For that reason, the 24-page think piece represents a major failure to build on last March’s FCC spectrum policy hearing and to crystallize in a single document the philosophical underpinnings of liberalized spectrum policies manifested in wireless rulings of recent years. Farquhar said she was not disappointed with the outcome, noting the paper should elicit a lot of discussion.

At the same time, the paper appears to underscore Hundt’s desire to de-emphasize engineering as part of the upcoming agency shakeup.

“Using Market-based Spectrum Policy to Promote the Public Interest,” is co-authored by Gregory Rosston, deputy chief economist, and Jeffrey Steinberg, special counsel to the commercial wireless division of the Wireless Telecommunications Bureau.

“Taken to its logical extension, total flexibility would lead to interference among users and would be detrimental to the commission’s key responsibility to manage the spectrum,” said Rudy Baca, senior legal advisor to Quello.
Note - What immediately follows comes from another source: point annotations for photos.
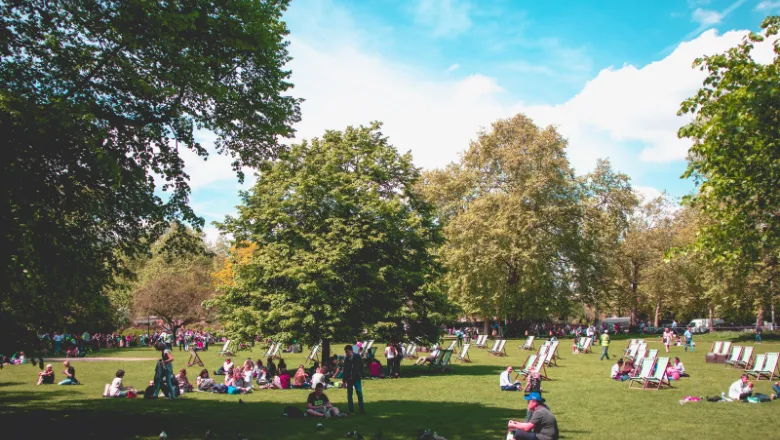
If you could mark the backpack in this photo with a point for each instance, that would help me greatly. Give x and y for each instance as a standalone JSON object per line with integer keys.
{"x": 292, "y": 412}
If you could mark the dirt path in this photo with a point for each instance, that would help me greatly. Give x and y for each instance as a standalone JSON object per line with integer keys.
{"x": 97, "y": 359}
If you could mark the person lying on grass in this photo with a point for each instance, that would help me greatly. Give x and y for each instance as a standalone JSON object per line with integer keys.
{"x": 617, "y": 371}
{"x": 431, "y": 358}
{"x": 741, "y": 389}
{"x": 318, "y": 404}
{"x": 70, "y": 375}
{"x": 46, "y": 376}
{"x": 540, "y": 426}
{"x": 204, "y": 381}
{"x": 505, "y": 382}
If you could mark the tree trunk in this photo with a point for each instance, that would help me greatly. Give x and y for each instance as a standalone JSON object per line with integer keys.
{"x": 326, "y": 352}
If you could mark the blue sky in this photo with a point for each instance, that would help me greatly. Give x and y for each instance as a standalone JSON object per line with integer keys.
{"x": 609, "y": 74}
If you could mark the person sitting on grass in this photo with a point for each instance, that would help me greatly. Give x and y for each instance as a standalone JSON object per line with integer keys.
{"x": 318, "y": 404}
{"x": 117, "y": 388}
{"x": 203, "y": 381}
{"x": 505, "y": 382}
{"x": 184, "y": 383}
{"x": 299, "y": 380}
{"x": 540, "y": 426}
{"x": 617, "y": 371}
{"x": 431, "y": 358}
{"x": 70, "y": 375}
{"x": 680, "y": 367}
{"x": 375, "y": 369}
{"x": 741, "y": 389}
{"x": 46, "y": 376}
{"x": 226, "y": 366}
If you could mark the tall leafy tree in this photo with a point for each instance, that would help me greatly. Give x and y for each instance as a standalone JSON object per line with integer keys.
{"x": 97, "y": 98}
{"x": 735, "y": 157}
{"x": 513, "y": 218}
{"x": 343, "y": 244}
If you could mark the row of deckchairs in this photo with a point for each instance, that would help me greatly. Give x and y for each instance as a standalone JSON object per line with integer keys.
{"x": 765, "y": 366}
{"x": 545, "y": 357}
{"x": 652, "y": 375}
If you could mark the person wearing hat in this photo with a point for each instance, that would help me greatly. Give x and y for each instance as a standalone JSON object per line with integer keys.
{"x": 506, "y": 383}
{"x": 604, "y": 345}
{"x": 541, "y": 425}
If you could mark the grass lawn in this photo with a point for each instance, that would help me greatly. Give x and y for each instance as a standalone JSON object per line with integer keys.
{"x": 463, "y": 405}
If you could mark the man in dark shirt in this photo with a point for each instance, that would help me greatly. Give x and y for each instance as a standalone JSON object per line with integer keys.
{"x": 318, "y": 404}
{"x": 353, "y": 373}
{"x": 542, "y": 424}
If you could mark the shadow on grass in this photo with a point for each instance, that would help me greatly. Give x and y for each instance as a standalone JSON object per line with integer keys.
{"x": 29, "y": 415}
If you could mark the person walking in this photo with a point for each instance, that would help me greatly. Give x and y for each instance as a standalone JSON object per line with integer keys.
{"x": 604, "y": 345}
{"x": 353, "y": 375}
{"x": 689, "y": 339}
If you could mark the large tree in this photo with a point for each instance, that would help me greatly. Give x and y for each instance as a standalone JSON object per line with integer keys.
{"x": 97, "y": 99}
{"x": 343, "y": 244}
{"x": 735, "y": 157}
{"x": 513, "y": 218}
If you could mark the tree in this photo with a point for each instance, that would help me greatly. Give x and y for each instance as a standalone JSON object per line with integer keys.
{"x": 97, "y": 99}
{"x": 512, "y": 213}
{"x": 343, "y": 244}
{"x": 172, "y": 286}
{"x": 735, "y": 157}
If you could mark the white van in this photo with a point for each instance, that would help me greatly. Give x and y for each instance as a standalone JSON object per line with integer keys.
{"x": 703, "y": 325}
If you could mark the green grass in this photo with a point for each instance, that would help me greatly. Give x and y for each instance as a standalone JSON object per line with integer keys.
{"x": 463, "y": 405}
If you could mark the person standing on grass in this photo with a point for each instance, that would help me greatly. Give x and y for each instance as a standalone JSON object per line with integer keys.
{"x": 541, "y": 426}
{"x": 505, "y": 381}
{"x": 353, "y": 375}
{"x": 604, "y": 345}
{"x": 688, "y": 339}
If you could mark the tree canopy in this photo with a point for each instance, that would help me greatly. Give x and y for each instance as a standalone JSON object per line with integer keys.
{"x": 343, "y": 244}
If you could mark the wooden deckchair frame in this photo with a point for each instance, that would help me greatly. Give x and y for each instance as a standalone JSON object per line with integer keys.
{"x": 194, "y": 358}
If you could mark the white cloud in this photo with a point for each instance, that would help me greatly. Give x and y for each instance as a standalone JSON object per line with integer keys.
{"x": 768, "y": 5}
{"x": 443, "y": 17}
{"x": 706, "y": 17}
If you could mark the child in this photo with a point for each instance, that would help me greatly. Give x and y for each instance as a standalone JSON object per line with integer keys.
{"x": 46, "y": 376}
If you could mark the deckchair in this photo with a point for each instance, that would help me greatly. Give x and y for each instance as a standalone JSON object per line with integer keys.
{"x": 631, "y": 351}
{"x": 225, "y": 349}
{"x": 769, "y": 369}
{"x": 194, "y": 358}
{"x": 464, "y": 354}
{"x": 645, "y": 372}
{"x": 275, "y": 354}
{"x": 747, "y": 358}
{"x": 529, "y": 344}
{"x": 529, "y": 362}
{"x": 550, "y": 358}
{"x": 452, "y": 345}
{"x": 724, "y": 352}
{"x": 736, "y": 352}
{"x": 714, "y": 350}
{"x": 314, "y": 354}
{"x": 660, "y": 378}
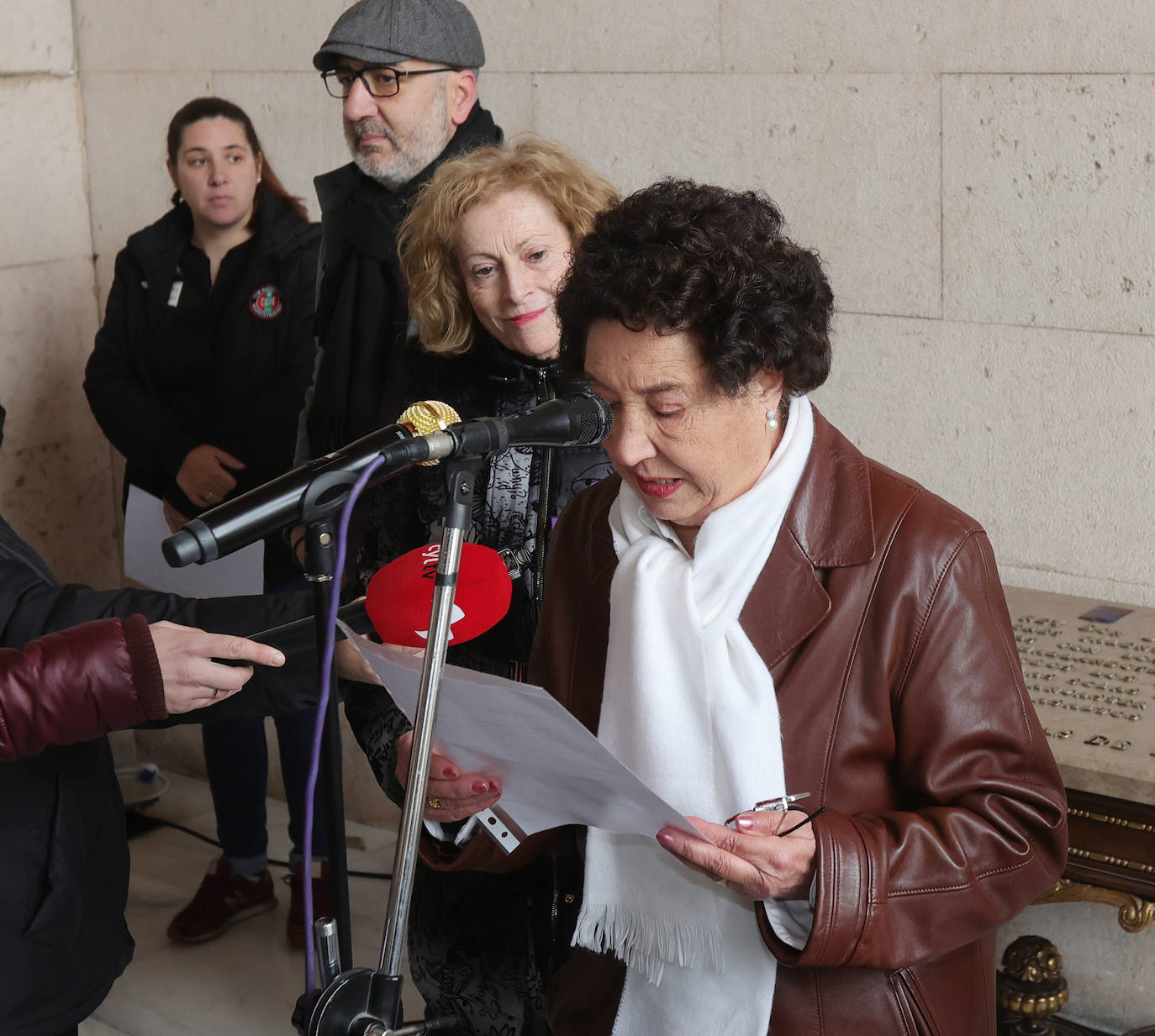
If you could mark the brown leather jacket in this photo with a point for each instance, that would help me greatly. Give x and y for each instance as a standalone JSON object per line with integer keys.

David Siddall, an aide to Commissioner Ness, characterized the work as a “theoretical paper” that lacks guidance on spectrum management. Siddall said the paper failed to adequately address private wireless and broadcast spectrum, and was plagued by inconsistencies.

Besides sparking controversy over policy recommendations such as eliminating radio service designations, ending buildout requirements (endorsing spectrum warehousing) and subsidizing public safety communications instead of setting aside spectrum, the paper ruffled feathers in the agency because of how it was managed.

For example, input from the Office of Engineering and Technology-normally a key player in spectrum initiatives-was limited, according to FCC officials. OET was not made aware of the now-defunct policy statement until it was close to final form, and only then was feedback solicited, officials said.

That OET was only asked to marginally take part in the process does not appear to be an accident. A market-driven spectrum policy with maximum technical and operational flexibility, like that embraced by Hundt and the paper’s authors, would arguably necessitate fewer engineers.

As such, Hundt has directed Mary Beth Richards, deputy chief of the Common Carrier Bureau, to develop recommendations for consolidating and/or eliminating OET, the Competition Division of the Office of General Counsel, the Office of Communications Business Opportunities and the Office of Public Affairs. In 1995, Richards spearheaded a downsizing effort that resulted in 50 layoffs in the Compliance and Information Bureau.